Encainide metabolism is mediated by the polymorphically distributed cytochrome P450IID6, which displays stereoselectivity for some substrates. In this study we found that urinary recovery during steady-state encainide in three poor metabolizers was high (49% to 80%), consisted mainly of unchanged encainide, was nonstereoselective (+/- ratio, 0.985 to 1.049), and was unchanged by quinidine, a potent inhibitor of P450IID6. In contrast, in seven extensive metabolizers the +/- urinary ratios were 1.20 +/- 0.06 for encainide and 0.81 +/- 0.06 (both p less than 0.01) for the cytochrome P450IID6 products O-desmethylencainide plus 3-methoxy-O-desmethylencainide; with quinidine the total percentage recovery rose from 4% +/- 4% to 37% +/- 9% because of increased recovery of unchanged encainide and became non-stereoselective (+/- ratio, 0.84 +/- 0.08 [encainide alone] versus 0.97 +/- 0.05 [encainide plus quinidine]). In vitro, encainide enantiomers depressed the maximum rate of metabolism with similar frequency and concentration dependence. We conclude that (-)-encainide undergoes preferential metabolism by cytochrome P450IID6; however, this genetically determined stereoselective disposition is unlikely to play a major role in mediating the clinical actions of encainide.

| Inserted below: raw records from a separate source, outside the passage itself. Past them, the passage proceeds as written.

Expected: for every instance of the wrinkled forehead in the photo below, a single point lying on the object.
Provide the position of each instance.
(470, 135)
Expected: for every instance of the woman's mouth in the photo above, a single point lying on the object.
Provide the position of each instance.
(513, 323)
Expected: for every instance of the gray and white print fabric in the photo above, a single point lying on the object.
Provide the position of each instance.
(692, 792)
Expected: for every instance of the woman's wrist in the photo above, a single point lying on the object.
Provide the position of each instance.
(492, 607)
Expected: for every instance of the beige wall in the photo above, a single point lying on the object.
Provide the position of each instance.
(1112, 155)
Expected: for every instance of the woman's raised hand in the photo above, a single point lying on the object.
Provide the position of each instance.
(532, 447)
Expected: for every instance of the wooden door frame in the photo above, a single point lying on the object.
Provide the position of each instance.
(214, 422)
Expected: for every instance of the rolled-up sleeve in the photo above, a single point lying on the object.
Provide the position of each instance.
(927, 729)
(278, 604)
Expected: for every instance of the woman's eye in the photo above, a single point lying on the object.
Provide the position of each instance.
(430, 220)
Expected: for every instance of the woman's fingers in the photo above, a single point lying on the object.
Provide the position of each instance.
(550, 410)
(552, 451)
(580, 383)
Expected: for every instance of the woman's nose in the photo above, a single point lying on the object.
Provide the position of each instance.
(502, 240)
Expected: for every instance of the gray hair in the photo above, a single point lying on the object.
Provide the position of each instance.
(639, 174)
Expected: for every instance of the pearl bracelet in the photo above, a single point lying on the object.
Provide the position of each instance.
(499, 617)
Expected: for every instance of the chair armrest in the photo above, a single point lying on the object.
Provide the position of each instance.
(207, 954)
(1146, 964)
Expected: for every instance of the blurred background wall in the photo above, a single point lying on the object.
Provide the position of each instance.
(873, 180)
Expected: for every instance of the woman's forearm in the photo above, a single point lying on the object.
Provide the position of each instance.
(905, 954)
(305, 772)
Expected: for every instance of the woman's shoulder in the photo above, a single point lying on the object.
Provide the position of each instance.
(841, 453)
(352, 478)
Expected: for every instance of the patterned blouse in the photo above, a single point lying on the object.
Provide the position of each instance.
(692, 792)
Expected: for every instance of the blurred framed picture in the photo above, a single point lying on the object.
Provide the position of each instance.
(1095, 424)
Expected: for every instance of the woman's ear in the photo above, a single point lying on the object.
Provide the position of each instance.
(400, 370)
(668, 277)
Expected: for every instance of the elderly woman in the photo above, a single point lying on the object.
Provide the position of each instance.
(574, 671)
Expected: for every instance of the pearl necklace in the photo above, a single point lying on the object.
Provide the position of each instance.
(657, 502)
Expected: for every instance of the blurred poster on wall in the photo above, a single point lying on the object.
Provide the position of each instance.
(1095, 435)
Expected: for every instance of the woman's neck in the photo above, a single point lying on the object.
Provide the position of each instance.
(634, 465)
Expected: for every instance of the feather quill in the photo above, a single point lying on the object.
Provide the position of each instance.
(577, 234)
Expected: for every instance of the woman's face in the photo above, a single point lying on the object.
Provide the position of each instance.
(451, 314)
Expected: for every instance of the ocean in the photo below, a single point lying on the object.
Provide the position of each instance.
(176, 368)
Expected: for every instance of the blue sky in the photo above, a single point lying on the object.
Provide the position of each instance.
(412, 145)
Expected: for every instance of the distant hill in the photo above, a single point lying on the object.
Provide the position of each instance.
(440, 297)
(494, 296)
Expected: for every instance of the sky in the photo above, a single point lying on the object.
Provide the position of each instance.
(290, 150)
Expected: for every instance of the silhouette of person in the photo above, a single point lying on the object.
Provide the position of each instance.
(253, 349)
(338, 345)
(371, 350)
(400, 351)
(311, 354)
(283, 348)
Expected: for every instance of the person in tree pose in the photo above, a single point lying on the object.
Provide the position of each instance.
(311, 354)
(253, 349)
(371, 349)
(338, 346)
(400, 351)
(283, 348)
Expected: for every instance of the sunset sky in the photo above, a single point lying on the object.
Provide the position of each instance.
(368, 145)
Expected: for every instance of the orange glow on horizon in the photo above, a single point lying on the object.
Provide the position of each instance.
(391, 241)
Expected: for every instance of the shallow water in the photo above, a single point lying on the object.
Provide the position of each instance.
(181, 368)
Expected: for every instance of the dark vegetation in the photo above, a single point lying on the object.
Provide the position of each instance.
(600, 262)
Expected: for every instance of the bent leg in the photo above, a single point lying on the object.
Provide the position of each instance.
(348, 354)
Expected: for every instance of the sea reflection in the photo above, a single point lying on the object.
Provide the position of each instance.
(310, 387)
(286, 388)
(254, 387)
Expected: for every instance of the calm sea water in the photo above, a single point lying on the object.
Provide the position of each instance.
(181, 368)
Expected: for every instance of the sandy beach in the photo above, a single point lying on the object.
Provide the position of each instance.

Structural characterization of urinary metabolites of the antiarrhythmic drug encainide in human subjects.

Metabolism of the antiarrhythmic drug encainide was studied in human subjects after a single 50-mg oral dose. Encainide labeled on the carbonyl carbon with 14C and at the benzylic (2'-1-ethyl) carbon with 13C was administered to four normal healthy male subjects. A large proportion of the radioactive dose (42%) was excreted in the urine in the first 24 hr. The total urinary excretion was 47.0 +/- 4.6% and total fecal excretion was 38.7 +/- 5.7% over 5 days. The conjugated metabolites excreted in the urine were hydrolyzed with beta-glucuronidase/arylsulfatase, and were isolated and purified by HPLC. Structural characterization was carried out by a combination of fast atom bombardment-mass spectrometry, gas chromatography/electron impact mass spectrometry, and 1H-NMR spectroscopy. Structures of the metabolites were confirmed by co-elution on HPLC with authentic standards when available. Six metabolites of encainide were identified from the hydrolyzed urine together with unchanged drug. In addition to already known metabolites O-demethyl-encainide, 3-methoxy-O-demethyl-encainide, and N,O-di-demethyl-encainide, three new metabolites were identified: N-demethyl-3-methoxy-O-demethyl-encainide, 3-hydroxy-encainide, and O-demethyl-encainide-lactam. These metabolites accounted for greater than 90% of the radioactivity excreted in the urine. Four major routes of metabolism were identified: first, O-demethylation of the aromatic methyl ether; second, formation of methylated catechol derivatives; third, N-demethylation of the piperidyl nitrogen; and fourth, oxidation at carbon alpha to the piperidyl nitrogen. A plausible scheme for the metabolism of encainide in human subjects is proposed.